A collection of reviews of films from off the beaten path; a travel guide for those who love the cinematic world and want more than the mainstream releases.
Sunday, August 8, 2010
Murder By Death (1976)
Written by playwright extraordinaire Neil Simon, and featuring a cast of Laugh-In and Muppet Show guest stars (and I mean that as a compliment!), Murder By Death is a terrifically funny movie that is capable of causing pain if you try to attach too much logic onto it. It's about the situations and scenarios, and the wonderful comedic character acting, so please try to forget the plot and it's bizarre outcome. Truman Capote hosts a weekend of dinner and a murder, and has invited the world's five greatest living detectives to his house to solve the as-yet-uncommitted crime. The brilliant ensemble cast, featuring Peter Sellers, Peter Falk, David Niven, James Coco, Elsa Lanchester, Eileen Brennan, Maggie Smith, Nancy Walker, and Alec Guinness as a blind butler, delivers some of the funniest lines in such a serious and deadpan manner that it makes things that much funnier.

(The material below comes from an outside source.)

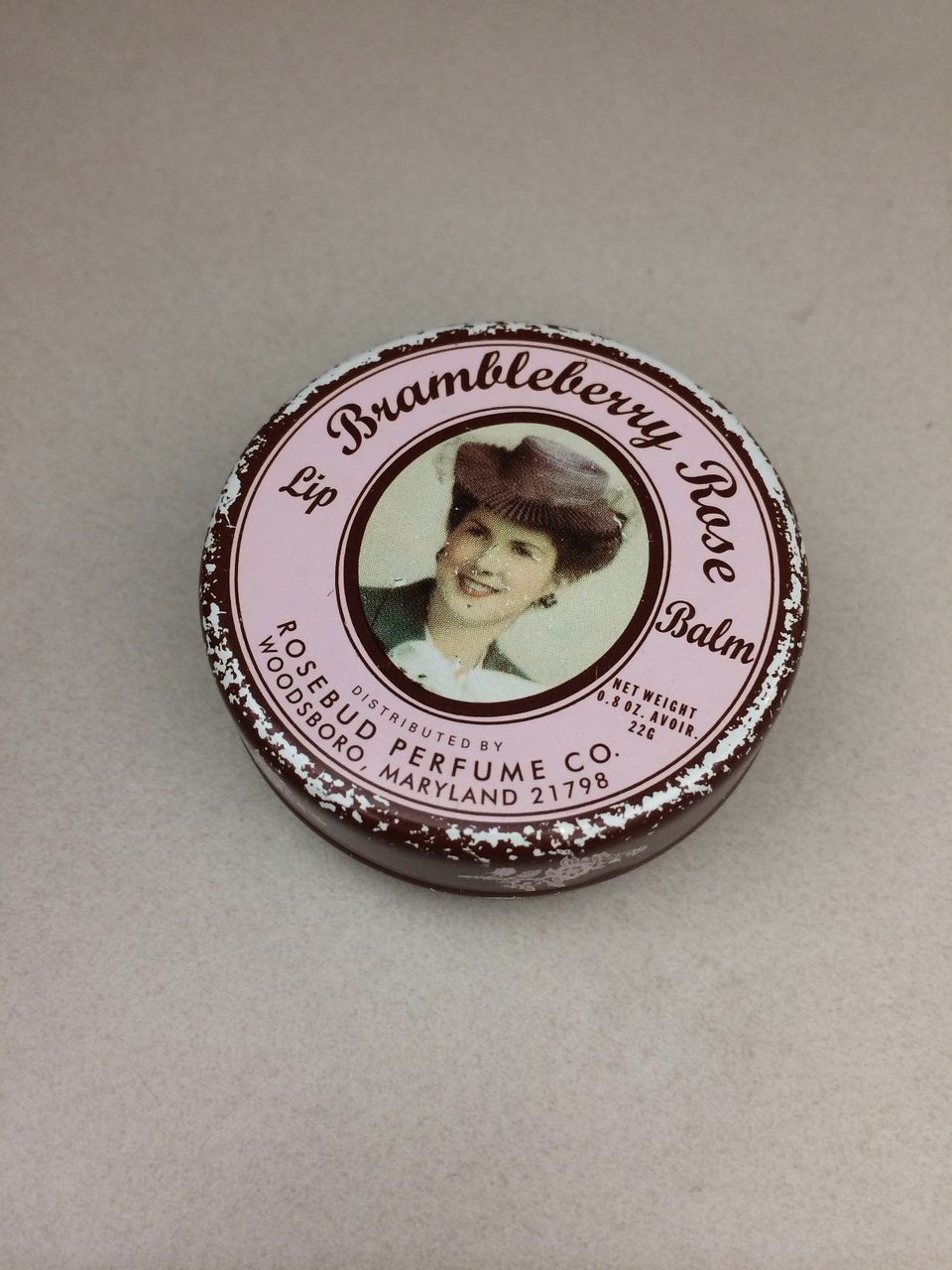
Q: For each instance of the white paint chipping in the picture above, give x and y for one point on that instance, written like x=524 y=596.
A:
x=339 y=797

There are many wonderfully silly lines over the course of the film, the length of which will depend upon which version you can acquire. There are scenes that I have vivid memories of that are not on my copy, which is from a laser disc release, but I beleive is the same as the current DVD version. Scenes that were broadcast on TV to fill time (it's only roughly 95 minutes) are not included on this version. This is a film that screams for a Special Edition DVD uniting all of the missing scenes. And a Making Of documentary, considering the magnitude of the cast (and the fact that often nearly ALL of them were in the same room at the same time), would be amazing. Having said that, the version that is out there is still delightfully charming and funny. Many of the verbal jokes are of the vaudeville variety, and many of the visual gags are spins on conventional horror and mystery movie cliches.
But the real gems in this film are the performances. Falk plays a fantastic Sam Diamond (all the detectives were spoofs of famous murder-mystery-solving characters), Sellers plays a hilarious (and, to Capote's character, infuriating) Sydney Wang, Coco is a food-obsessed Milo Perrier, Lanchester is adorable as Jessica Marbles, and Niven is a slightly pompous Dick Charleston. Guinness plays Jamesir Bensonmum, and yes, all of the puns possible with that name are brought into play, much in the spirit of the entire film. It takes the air out of the murder mystery genre, while at the same time appreciating it. It could be aruged that the Austin Powers franchise borrowed heavily from this film in the sense that it treated the spy movie genre in much the same way (however, at least Murder By Death was smart enough to stop at just ONE film...).
Due to it being shot in the mid-1970's the lighting and the transfer are a little weak, but other than that, Murder By Death is a terrific film, filled with a warm sense of fun and a bizarre appreciation for a time when murder mysteries were a simpler thing...and funnier too.